I get the impression that a lot of people in the west fundamentally fail to understand what the purpose of an economy actually is.
An economy is a model for allocating labour and resources in a way that meets the needs of the people in the country.
The original argument for capitalism was that market economy with private ownership is the most effective way to allocate labour and resources in a way that benefits everyone.
Measures such as the stock market and GDP were meant to act as proxies for measuring how well the economy was accomplishing its stated purpose, which is to improve the standard of living for everyone.
Understanding that these metrics are simply proxies has been lost today, and they’ve been turned into goals of themselves. People have started treating the stock market and GDP as the economy.
This is why we’re seeing an increasing disconnect between the economy that people are experiencing in their daily lives and news reporting on how the economy is doing.
And that’s why we see absurd articles like this one arguing that the recession people are experiencing isn’t real.
https://www.wsj.com/economy/it-wont-be-a-recession-it-will-just-feel-like-one-1919267a
As I said, look at the trend. There’s only one major inflection point throughout the entirety of the data, and that’s in 1990, corresponding with the collapse of the USSR.
The inflection is in 1983. '90 is just the first recession of the post-inflection era.
And the full collapse of the eastern block economies doesn’t hit until 1998. The '91 referendum is only the start of the balkinization process.
Again, this is a consequence of the Volcker shock and the boom in export markets from the prior decades.
If the inflection had happened in 1983, then the profit margin wouldn’t have fallen to all time lows in Jan 1992.
If the Soviet Union did not dissolve, then there would still be a bipolar world order, and profit margins would have stagnated due to a lack of opportunity for exploitation.
The profit margin of the early 90s was the after-effect of the Volcker Shock of the 80s. It reoriented the economy towards low inflation at the expense of higher unemployment. The decline in profit was temporary and quickly reversed as domestic spending surged in subsequent years.
That wouldn’t have changed the US domestic shift towards low-inflation / high-unemployment as national economic policy. US policy of exploitation has never been unpopular domestically, even as the imperialism returns to the core.
What Volcker did wasn’t special. Interest rates must be raised or lowered in proportion to inflation caused by supply or demand disruptions. That’s it.
It’s one of the many maintenance mechanisms needed to maintain capitalism. If handled incorrectly, without centralized control, the economy will crash every time there’s a disruption. That’s why we say there’s no such thing as the free market.
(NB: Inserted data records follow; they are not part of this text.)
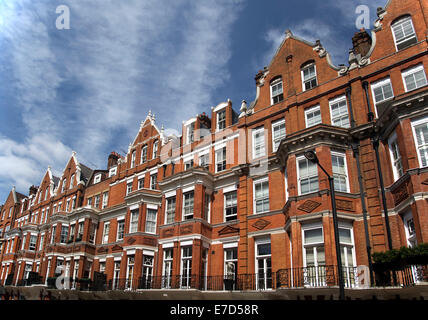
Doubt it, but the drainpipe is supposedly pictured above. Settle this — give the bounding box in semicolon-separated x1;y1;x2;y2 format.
363;81;374;122
346;87;355;128
372;134;392;250
351;141;374;286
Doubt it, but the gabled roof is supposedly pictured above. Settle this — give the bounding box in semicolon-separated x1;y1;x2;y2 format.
268;29;316;69
127;110;165;154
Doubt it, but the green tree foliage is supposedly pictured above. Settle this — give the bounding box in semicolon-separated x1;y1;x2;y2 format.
373;243;428;270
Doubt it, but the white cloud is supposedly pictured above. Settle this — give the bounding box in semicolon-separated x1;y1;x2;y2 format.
0;0;242;201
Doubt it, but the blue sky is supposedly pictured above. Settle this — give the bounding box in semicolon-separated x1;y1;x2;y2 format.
0;0;387;203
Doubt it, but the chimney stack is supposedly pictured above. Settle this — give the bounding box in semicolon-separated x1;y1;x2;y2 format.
107;151;120;169
352;29;372;57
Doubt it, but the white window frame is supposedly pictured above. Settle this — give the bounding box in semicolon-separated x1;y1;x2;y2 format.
251;127;266;159
116;219;125;241
61;178;67;193
391;16;418;51
270;77;284;105
223;190;238;222
28;234;37;251
272;119;287;152
94;194;100;208
94;173;101;184
216;108;226;131
180;245;193;288
145;208;158;234
152;140;159;159
102;191;108;209
305;104;322;128
182;190;195;221
162;248;174;289
296;156;319;195
300;62;318;92
401;64;428;92
199;153;210;169
411;116;428;168
126;182;132;195
68;173;75;189
140;145;148;164
186;121;196;144
129;208;140;233
388;132;404;181
215;146;227;173
44;185;49;200
332;150;350;192
102;222;110;244
108;166;117;178
131;150;137;169
370;77;394;110
165;196;177;224
302;222;326;287
254;238;274;290
138;176;145;190
253;176;270;214
328;96;351;128
150;172;158;190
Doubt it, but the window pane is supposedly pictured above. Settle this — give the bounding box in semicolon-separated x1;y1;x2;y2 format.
257;243;271;256
304;228;324;244
339;228;352;244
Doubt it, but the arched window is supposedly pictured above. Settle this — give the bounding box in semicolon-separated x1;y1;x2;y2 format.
270;77;284;104
391;16;418;51
300;60;318;91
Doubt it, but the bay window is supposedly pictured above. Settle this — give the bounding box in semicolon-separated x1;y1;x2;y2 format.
391;16;417;51
224;191;238;221
252;127;265;159
183;191;194;220
272;119;285;152
331;151;349;192
253;177;269;213
270;77;284;104
401;64;427;92
146;209;157;233
297;156;318;194
412;117;428;167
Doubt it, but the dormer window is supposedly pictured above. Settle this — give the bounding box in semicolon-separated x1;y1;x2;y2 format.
217;109;226;130
94;173;101;184
153;141;159;159
140;146;147;163
391;16;418;51
270;77;284;104
187;122;195;143
402;64;427;92
61;178;67;192
108;167;117;178
131;150;137;168
69;173;74;189
302;62;317;91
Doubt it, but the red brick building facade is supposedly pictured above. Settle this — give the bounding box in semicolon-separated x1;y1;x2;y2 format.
0;0;428;290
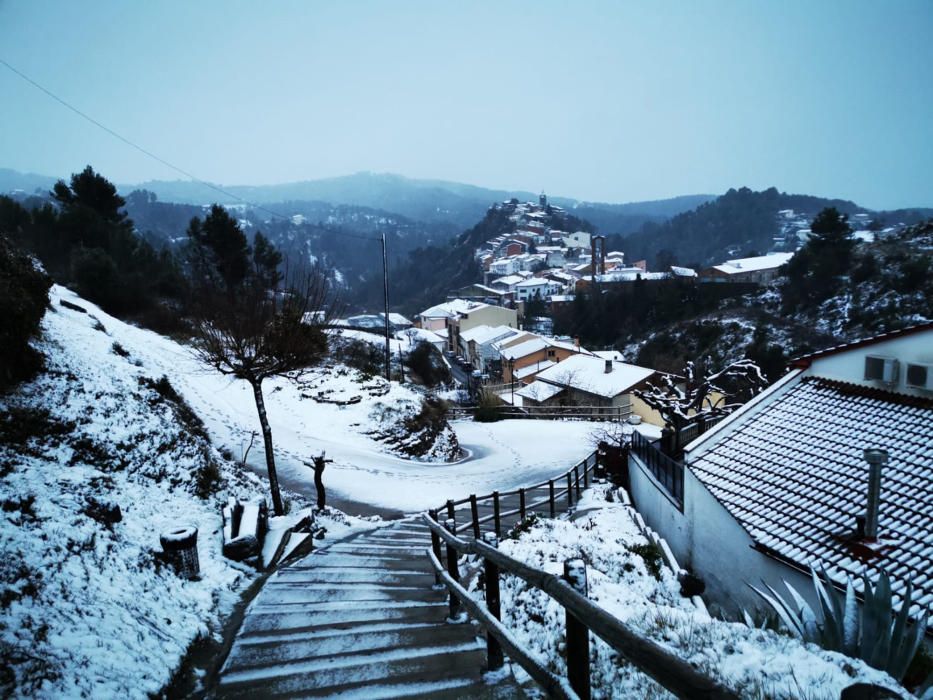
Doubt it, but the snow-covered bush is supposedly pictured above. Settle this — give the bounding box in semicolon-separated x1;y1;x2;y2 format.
492;487;903;700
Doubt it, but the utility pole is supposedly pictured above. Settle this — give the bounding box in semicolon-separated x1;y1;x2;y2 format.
382;231;392;382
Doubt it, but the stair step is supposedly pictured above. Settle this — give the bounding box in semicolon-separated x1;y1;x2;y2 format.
221;641;485;695
240;601;448;635
224;623;481;672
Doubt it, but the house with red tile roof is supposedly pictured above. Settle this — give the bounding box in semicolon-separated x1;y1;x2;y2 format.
628;323;933;634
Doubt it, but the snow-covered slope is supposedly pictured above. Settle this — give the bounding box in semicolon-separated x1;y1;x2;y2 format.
500;487;906;700
0;288;270;697
0;287;378;698
25;286;596;511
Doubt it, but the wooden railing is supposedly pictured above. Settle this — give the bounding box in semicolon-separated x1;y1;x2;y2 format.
631;430;684;510
423;515;738;700
447;405;632;421
428;452;599;539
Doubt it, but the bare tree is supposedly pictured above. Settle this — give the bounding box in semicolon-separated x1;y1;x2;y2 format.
634;360;768;431
189;208;338;515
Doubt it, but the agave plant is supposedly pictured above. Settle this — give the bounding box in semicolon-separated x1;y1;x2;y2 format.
750;567;927;680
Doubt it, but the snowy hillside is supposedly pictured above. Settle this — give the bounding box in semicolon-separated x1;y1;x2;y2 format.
500;487;906;700
0;288;372;697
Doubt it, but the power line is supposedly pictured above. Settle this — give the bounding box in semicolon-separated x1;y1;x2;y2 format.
0;58;380;242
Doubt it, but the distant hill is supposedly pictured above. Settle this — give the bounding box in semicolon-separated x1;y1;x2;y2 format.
0;168;58;194
0;170;712;234
609;187;868;268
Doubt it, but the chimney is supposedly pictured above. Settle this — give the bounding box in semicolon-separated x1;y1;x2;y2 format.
862;448;888;540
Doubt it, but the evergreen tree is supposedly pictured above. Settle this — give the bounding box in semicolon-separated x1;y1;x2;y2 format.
188;205;337;515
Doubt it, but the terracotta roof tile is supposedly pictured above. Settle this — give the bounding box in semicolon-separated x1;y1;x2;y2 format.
690;377;933;614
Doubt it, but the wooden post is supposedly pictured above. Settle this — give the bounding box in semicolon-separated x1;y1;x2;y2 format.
428;510;444;589
444;516;461;622
447;498;457;535
483;532;505;671
564;559;590;700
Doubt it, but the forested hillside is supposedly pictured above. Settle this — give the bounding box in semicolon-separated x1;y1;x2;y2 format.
555;215;933;380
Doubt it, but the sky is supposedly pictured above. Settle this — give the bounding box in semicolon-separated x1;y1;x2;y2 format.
0;0;933;209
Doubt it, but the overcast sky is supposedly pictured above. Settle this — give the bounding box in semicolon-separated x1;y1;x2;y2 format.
0;0;933;208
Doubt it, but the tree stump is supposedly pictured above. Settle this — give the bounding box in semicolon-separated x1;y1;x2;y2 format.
159;525;201;581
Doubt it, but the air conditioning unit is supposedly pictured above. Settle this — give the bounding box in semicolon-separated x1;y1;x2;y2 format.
905;363;933;391
865;355;900;384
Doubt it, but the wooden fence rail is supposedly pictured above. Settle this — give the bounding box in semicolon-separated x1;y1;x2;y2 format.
423;515;738;700
436;452;601;538
447;405;632;421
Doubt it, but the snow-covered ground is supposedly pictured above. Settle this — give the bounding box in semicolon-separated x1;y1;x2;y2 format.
500;487;907;700
0;289;372;698
40;286;599;511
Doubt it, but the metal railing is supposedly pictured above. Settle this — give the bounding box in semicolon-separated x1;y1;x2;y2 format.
631;430;684;510
423;515;738;700
447;405;632;421
428;452;599;539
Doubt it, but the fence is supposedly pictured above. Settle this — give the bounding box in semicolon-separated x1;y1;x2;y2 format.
428;452;601;539
666;414;726;455
423;508;738;700
448;405;632;421
631;430;684;510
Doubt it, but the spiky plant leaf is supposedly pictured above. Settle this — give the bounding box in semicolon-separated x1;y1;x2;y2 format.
885;581;914;668
886;613;928;681
810;569;842;651
842;579;859;656
748;583;803;639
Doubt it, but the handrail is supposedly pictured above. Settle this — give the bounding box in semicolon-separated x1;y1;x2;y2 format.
437;451;596;525
422;514;738;700
425;549;579;700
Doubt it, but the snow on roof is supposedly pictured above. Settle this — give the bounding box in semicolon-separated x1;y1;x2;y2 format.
791;321;933;367
502;338;548;360
689;377;933;624
538;355;655;399
713;253;794;275
379;311;411;326
460;325;519;345
512;360;557;379
515;277;551;287
515;382;564;401
488;275;525;287
419;299;486;318
395;328;446;343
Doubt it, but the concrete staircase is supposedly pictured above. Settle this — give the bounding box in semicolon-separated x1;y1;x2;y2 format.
218;520;523;700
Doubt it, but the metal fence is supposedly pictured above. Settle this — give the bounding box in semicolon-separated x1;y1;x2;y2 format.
632;431;684;510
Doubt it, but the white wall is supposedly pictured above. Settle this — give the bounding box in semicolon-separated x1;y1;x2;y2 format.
629;455;816;617
807;330;933;397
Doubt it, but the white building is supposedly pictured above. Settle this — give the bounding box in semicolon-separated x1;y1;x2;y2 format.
629;323;933;628
515;277;560;301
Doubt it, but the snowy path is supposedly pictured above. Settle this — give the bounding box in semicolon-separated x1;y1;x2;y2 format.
215;520;522;700
58;286;599;512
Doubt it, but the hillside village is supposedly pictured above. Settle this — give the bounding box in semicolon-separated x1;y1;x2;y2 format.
0;182;933;700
In this case, interests rates were raised in response to the 1979 oil crisis causing massive inflation. It’s not a conscious choice or a change in policy, but rather a response to material conditions.
As a result, this is why you need to look at trends on a longer scale in order to even out these disruptions to find the macro trend. And these macro trends usually have to have something huge as a root cause, like the fall of a rival superpower. Not a temporary increase in interests rates.
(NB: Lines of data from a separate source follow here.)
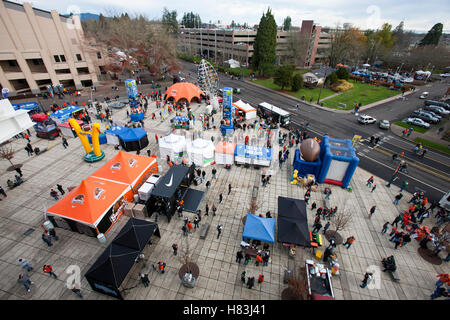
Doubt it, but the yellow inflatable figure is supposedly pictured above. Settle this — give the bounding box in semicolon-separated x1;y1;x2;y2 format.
69;119;105;162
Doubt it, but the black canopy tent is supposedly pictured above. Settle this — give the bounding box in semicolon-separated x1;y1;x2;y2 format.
85;218;161;299
146;165;194;222
277;197;311;247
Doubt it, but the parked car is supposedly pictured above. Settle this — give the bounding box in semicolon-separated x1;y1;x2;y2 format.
406;118;430;129
424;105;450;116
419;109;442;120
358;114;377;124
419;92;429;99
411;110;439;123
424;100;450;110
379;120;391;129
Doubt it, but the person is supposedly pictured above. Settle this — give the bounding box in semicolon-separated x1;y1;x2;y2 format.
158;260;166;273
62;137;69;149
17;258;33;272
56;184;65;195
42;230;53;247
42;264;58;279
236;250;244;264
247;277;255;289
172;243;178;256
369;206;377;219
360;272;372;288
17;273;34;292
217;224;223;239
381;221;389;233
394;193;403;205
139;273;150;288
50;189;59;200
71;284;83;299
258;273;264;283
342;236;355;249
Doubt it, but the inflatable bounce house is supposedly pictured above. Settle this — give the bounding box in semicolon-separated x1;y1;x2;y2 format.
317;136;359;189
292;139;322;179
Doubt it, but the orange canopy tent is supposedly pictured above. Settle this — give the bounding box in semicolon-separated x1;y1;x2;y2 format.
92;151;158;202
46;177;130;236
164;82;204;102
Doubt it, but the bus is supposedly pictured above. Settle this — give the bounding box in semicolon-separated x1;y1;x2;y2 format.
257;102;291;127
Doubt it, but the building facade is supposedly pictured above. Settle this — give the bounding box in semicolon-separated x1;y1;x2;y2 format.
0;0;105;96
177;20;331;67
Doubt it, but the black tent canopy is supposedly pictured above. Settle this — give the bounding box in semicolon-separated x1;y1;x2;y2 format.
277;197;311;247
85;218;160;299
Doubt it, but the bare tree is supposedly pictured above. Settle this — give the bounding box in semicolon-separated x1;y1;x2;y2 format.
0;143;14;168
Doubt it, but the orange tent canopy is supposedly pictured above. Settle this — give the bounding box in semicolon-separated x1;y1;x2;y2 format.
92;151;158;187
164;82;204;102
47;177;130;227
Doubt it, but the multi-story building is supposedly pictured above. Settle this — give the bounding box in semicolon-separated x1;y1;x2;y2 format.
0;0;105;96
178;20;331;67
177;28;290;66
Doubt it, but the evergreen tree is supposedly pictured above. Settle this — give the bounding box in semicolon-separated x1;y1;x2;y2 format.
283;16;292;31
273;66;295;90
419;23;444;46
252;8;277;76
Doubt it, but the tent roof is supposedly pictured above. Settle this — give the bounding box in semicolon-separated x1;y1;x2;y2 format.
215;141;236;154
233;100;256;112
113;218;159;252
117;128;147;142
151;165;189;198
85;242;140;288
47;176;130;226
92;151;156;185
165;82;204;102
277;197;311;247
242;213;275;243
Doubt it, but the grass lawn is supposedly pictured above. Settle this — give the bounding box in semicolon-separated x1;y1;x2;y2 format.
414;138;450;154
394;121;428;133
324;80;401;110
254;78;335;102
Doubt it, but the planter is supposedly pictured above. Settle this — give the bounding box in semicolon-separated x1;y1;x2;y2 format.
325;230;343;245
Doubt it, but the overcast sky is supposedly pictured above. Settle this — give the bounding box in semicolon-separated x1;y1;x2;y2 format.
24;0;450;32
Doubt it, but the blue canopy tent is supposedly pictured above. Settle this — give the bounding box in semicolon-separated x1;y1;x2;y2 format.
242;213;275;243
118;128;148;151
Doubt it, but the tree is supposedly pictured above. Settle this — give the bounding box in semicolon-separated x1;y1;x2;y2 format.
419;23;444;46
273;66;295;90
283;16;292;31
252;8;277;76
336;67;350;80
162;8;178;34
292;73;303;92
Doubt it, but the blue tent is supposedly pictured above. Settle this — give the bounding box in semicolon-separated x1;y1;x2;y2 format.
242;213;275;243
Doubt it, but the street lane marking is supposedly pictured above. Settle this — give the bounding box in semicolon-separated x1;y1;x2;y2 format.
358;153;446;194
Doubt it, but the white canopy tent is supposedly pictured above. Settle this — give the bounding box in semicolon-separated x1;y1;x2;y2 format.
186;138;215;167
159;133;186;160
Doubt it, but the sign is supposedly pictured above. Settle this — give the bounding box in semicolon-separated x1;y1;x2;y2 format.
352;134;362;146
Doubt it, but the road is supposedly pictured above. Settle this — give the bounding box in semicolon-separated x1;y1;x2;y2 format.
182;62;450;200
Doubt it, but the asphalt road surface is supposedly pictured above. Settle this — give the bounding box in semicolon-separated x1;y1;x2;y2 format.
182;62;450;200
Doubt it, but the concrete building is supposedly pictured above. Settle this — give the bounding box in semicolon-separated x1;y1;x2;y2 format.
177;28;290;66
178;20;331;67
0;0;105;96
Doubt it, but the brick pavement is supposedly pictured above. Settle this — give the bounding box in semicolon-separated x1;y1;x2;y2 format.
0;92;449;300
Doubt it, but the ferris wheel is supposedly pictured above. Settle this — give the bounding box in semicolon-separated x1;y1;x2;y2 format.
197;59;219;99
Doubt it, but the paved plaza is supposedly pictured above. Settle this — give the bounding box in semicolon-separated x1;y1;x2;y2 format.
0;95;450;300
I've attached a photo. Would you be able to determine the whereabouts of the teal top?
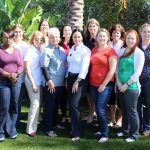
[118,54,138,90]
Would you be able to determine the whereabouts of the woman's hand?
[98,84,106,93]
[72,81,79,93]
[47,80,55,94]
[119,83,128,93]
[32,84,38,93]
Jacking the Federal Reserve Rate from 4% to 21%, when it was the primary means by which new money entered the economy, was enormously transformative on the state of the domestic economy and the Western nations that had pegged themselves to the USD.
I honestly don’t know what you think has been happening every ten years or so. But these market cycles continue to occur regardless of the explicit monetary policy. The result of this regulation is to divert the accumulated gains from cycle to cycle away from labor and into the hands of private equity markets. It does not prevent disruptions or protect the market from downturns, it just buffers private profit while exposing labor to the bulk of the financial pain.
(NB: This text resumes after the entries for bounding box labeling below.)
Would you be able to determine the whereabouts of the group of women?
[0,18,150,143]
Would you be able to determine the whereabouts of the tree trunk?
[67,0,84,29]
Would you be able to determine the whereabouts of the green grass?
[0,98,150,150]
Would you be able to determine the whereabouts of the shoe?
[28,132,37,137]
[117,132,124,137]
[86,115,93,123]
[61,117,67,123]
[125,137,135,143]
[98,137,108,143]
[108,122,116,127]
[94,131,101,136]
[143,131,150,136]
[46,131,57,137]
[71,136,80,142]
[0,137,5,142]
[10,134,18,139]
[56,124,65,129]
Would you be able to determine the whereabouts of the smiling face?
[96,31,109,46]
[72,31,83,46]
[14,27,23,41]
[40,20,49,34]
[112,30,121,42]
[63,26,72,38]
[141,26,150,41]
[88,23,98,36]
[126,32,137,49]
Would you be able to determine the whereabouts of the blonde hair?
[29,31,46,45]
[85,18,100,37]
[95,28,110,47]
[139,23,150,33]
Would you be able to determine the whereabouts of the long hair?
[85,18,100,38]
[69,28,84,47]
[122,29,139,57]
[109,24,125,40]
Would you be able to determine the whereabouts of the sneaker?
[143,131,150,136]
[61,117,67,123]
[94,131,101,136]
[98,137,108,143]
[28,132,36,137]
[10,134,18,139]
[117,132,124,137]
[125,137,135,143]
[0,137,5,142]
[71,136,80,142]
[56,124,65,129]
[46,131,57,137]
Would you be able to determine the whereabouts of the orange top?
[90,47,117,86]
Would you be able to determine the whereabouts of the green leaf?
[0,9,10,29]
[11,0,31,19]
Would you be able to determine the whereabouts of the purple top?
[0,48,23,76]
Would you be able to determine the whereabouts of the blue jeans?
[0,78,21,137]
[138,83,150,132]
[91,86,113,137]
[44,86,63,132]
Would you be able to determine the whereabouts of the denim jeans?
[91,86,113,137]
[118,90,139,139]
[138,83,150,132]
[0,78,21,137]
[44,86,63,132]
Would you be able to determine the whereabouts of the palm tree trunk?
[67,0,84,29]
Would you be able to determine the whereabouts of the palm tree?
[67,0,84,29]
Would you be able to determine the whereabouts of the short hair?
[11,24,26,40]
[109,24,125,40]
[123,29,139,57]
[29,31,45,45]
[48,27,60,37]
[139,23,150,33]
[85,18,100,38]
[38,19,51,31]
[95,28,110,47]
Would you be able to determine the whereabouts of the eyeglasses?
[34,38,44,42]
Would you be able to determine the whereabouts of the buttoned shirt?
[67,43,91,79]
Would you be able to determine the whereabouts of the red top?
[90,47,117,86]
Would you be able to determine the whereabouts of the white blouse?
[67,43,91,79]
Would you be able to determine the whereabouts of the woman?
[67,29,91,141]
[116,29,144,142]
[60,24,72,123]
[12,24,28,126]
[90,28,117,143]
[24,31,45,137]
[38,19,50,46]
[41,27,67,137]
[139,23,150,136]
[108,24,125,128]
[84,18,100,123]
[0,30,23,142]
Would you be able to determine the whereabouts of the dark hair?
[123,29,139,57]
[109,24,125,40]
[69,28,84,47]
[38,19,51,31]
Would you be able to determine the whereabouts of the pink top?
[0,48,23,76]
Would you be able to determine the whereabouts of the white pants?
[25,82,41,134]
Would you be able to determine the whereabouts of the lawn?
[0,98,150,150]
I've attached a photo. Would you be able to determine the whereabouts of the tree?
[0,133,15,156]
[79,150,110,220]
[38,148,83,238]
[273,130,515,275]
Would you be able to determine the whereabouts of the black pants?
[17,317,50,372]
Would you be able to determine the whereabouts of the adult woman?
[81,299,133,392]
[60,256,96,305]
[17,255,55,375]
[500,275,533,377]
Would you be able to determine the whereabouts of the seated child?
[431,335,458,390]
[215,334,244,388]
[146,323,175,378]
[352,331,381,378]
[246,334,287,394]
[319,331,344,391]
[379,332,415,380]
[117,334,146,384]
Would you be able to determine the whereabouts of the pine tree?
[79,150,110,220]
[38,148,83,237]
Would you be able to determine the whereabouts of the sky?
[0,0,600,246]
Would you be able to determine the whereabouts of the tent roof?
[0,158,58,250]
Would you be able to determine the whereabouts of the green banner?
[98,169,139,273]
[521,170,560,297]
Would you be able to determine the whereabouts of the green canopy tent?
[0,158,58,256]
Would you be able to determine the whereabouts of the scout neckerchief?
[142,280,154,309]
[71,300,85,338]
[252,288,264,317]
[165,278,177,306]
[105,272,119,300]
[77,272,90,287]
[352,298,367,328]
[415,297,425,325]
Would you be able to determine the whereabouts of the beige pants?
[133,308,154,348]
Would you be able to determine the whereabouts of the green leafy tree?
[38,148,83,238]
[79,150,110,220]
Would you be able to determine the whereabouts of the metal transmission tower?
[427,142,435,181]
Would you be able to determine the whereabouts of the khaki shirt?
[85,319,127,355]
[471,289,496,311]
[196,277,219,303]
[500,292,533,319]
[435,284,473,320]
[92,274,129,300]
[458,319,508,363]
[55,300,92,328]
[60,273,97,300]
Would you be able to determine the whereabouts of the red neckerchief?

The rate hikes began in '74 under Nixon and were renewed in '78 under Carter. And while the oil crisis was routinely blamed for the implementation of these drastic Fed policies, they continued well into the mid-80s when oil prices had dropped to historic lows.
Fed Funds rates are explicitly a consequence of domestic policy. The response to material conditions is the aftermath of the fallout that these sudden and drastic spikes in federal interest rates create.
Then do you want to explain the 1:1 correlation between interest rates and inflation?
Or this investopedia article?
https://www.investopedia.com/ask/answers/12/inflation-interest-rate-relationship.asp
And a market crash would be something like the Great Depression, where there was world-wide hyperinflation and money was worthless. This specifically happened because the gov refused to bail out corporations.
The closest that we’ve gotten was Covid. But even then, it was understood that there would be a recovery after vaccine deployment.
Again, that’s got nothing to do with the USSR.
Or The Great Recession. Or the Enron / Worldcomm crash. Or the '97 East Asia Financial Crisis.
Because of the Keynesian economic model that we still kinda-sorta adhere to when shit hits the fan.